It was every bit as terrifying to tell her as I thought it would be.

Later, I walked from home to go bar-hopping by myself along Broadway. I got incredibly drunk. I remember when I was going up the 3 stairs to my front door, I lost balance and crashed into the evergreen bush.

I had a date setup for the next morning. When I cancelled that morning, she pretended it was okay, but when I told her without additional details that I was on the way to the coroner, she could tell it wasn't a flimsy excuse.

If you can't stand gore, don't look at the car photos.

Brittany was the coroner. She asked my Ex and I if we wanted Scott's clothes. We said, "no". We regretted that. So if you're in this situation, just take it all. You can throw stuff away later, but you can't throw away what you don't have.
Brittany told us where Scott's Honda Fit was, and that we could pick it up next week. Apparently, this was a mistake. We were supposed to wait for JeffCo Sheriffs to officially release it.

March 9th, we setup the cremation at the mortuary.

March 10, we had to pay hundreds of dollars to get his car out of the impound lot.

I drove it to a car wash. There must've been more than a gallon of dried blood. The impression of the muzzle of the gun was still in the seat between where his legs would have been. There was a hole in the ceiling upholstery, but no hole through. The bullet hadn't gone through the hole, and had fallen behind the driver seat where the Sheriff grabbed in for evidence.

It took a whole gallon of hydrogen peroxide to dissolve the blood. Then I unbolted the seat, removed it, and hosed it down at the car wash. I wasn't about to have a stranger clean up my son. This was personal. NOBODY was going to touch this. I'd had the news that he was dead, I had his car, but I hadn't seen him in a week, still hadn't seen the body. The blood was the only real contact I had with him, at this point. He loved his Honda Fit.
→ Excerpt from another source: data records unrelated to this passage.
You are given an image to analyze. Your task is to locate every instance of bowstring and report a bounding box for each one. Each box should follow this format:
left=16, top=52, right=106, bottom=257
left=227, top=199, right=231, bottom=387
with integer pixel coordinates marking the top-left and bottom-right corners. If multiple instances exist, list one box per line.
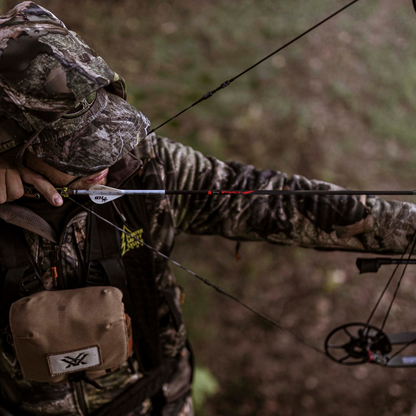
left=146, top=0, right=360, bottom=137
left=366, top=229, right=416, bottom=330
left=68, top=196, right=328, bottom=357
A small part of me breathed a sigh of relief, and I felt guilty about it. I was so scared something might happen, and felt so much stress over it.
I didn't feel much guilt for the first many months. How could I? I wasn't in-the-loop! Neither Scott nor his mother told me a damn thing until it was too late! But after about four months, I started to remember all sorts of things I could have/should have done differently. My parents beat me so incessantly as I grew up, from the time I was about 2 until about 12 or 13, my body was never without purple marks from beatings. My brothers and sister blamed me for everything they did, so that they wouldn't receive these overly harsh punishments. So I was beaten five times more than I should. No, more - They would beat me for doing things I didn't do, then beat me extra for lying that I didn't do them. Scott never had to put up with that. He was a good person, and we treated him with respect, without spoiling him.
He never had the reasons to die that I had, so I couldn't understand how and why he would feel so bad. I did a much better job of raising him than my parents, so I figured that was good enough. I guess it wasn't, huh?